Diez de Ulzurrum se pregunta si existe una crisis participativa. Son muchos los investigadores los que han alertado de que los ciudadanos occidentales participan cada vez menos en los asuntos públicos, a pesar del incremento en los niveles educativos y en las habilidades y recursos disponibles. Esta crisis participativa se manifestaría a través del declive en los niveles de participación electoral y en una menor participación en la política convencional. En el caso español, “la creencia común es que, tras un breve período de amplia movilización y participación ciudadana durante la transición a la democracia, los ciudadanos españoles son cada vez más reticentes a participar en la esfera pública” (Diez, 2005:51). Aunque hay evidencias que contradicen esta descripción de la realidad española, mediante el análisis de las pautas longitudinales y generacionales de participación política y asociacionismo en España, desde comienzos de los años ochenta, y gracias a los datos de encuesta disponibles. Habrá que hacer un esfuerzo analítico en contrastar la evolución de la acción política convencional y no convencional en España, como es el caso de la pregunta (P10) que justifica enteramente este ensayo sobre acción política.
Hay autores como Ángel Sermeño, que defienden la tesis de que “si bien son correctos los diagnósticos pesimistas sobre los límites de la participación agrupados en los enfoques elitistas, de la complejidad y de la mutación de la representación política” (Sermeño, 2006:7); también es relevante comprobar cómo la participación política se abre camino a través de múltiples experiencias en diversos contextos sociohistóricos que se recogen en los nuevos desarrollos conceptuales definidos por “las teorías de la ciudadanía, la sociedad civil y la deliberación democrática” (Ibídem:7). Hay consenso en un discurso crítico del conjunto de la ciudadanía respecto con las instituciones y actores políticos, unos bajos niveles de interés y de seguimiento de la información política, y altos niveles de desafección política. Todo se concentra fundamentalmente “en algunas pautas de participación política” (Ferrer, 2006:195) y, en particular, percibiendo un efecto edad en la realización de acciones de protesta o consumo político.

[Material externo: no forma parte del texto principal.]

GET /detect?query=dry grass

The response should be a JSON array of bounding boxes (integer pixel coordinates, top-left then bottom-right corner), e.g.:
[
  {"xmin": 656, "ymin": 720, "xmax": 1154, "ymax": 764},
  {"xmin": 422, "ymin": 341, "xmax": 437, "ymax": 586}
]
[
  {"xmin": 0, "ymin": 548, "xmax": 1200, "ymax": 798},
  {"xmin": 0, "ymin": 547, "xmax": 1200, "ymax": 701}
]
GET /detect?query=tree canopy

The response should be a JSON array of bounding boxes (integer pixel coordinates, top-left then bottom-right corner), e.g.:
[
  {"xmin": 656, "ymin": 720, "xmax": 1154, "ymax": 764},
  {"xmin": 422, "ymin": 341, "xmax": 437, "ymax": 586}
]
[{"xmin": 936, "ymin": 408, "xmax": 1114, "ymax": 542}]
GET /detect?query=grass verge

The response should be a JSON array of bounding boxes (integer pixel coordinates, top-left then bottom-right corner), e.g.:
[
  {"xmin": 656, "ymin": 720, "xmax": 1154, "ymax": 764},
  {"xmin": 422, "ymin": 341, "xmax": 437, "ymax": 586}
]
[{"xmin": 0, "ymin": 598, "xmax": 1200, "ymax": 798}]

Por último, Verge Maestre y Tormón Marín exploran el “rol de los recursos individuales, los factores situacionales y el proceso de socialización en la persistencia de las diferencias de género en las actitudes políticas” (Verge, 2012:89). Afirman que a pesar de la creciente participación en la progresiva participación de la mujer en el mercado de trabajo y la igualación entre sexos de los niveles educativos en las últimas décadas, la permanente desigualdad en la división sexual del trabajo doméstico merma el tiempo libre de las mujeres así como “las habilidades, recursos y conexiones sociales que podrían fomentar su implicación política, contribuyendo a mantener las diferencias de género en el interés por la política” (Verge, 2012:89).

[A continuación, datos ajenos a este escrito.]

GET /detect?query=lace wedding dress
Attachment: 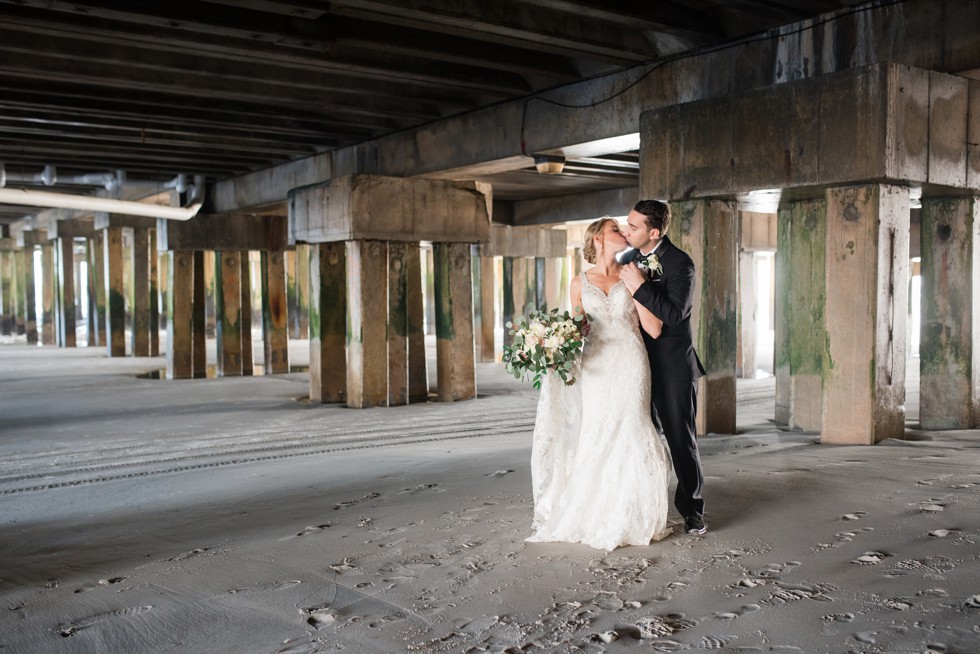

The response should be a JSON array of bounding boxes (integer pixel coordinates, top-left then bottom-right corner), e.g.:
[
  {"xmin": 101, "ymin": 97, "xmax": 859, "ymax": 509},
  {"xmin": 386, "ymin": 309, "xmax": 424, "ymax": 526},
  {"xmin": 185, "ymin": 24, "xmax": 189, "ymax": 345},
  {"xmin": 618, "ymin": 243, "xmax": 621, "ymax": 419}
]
[{"xmin": 527, "ymin": 273, "xmax": 671, "ymax": 551}]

El grueso de la población española valora muy positivamente y apoya el sistema democrático entendiendo además el papel crucial de los partidos políticos para que se sustancie pragmáticamente la representación. Sin embargo, a través de muchas encuestas realizadas en los último años, se puede constatar la disconformidad con el “funcionamiento del sistema y las políticas públicas implementadas desde los actores principales del sistema especialmente con relación a los partidos políticos” (Sánchez, 2009:109).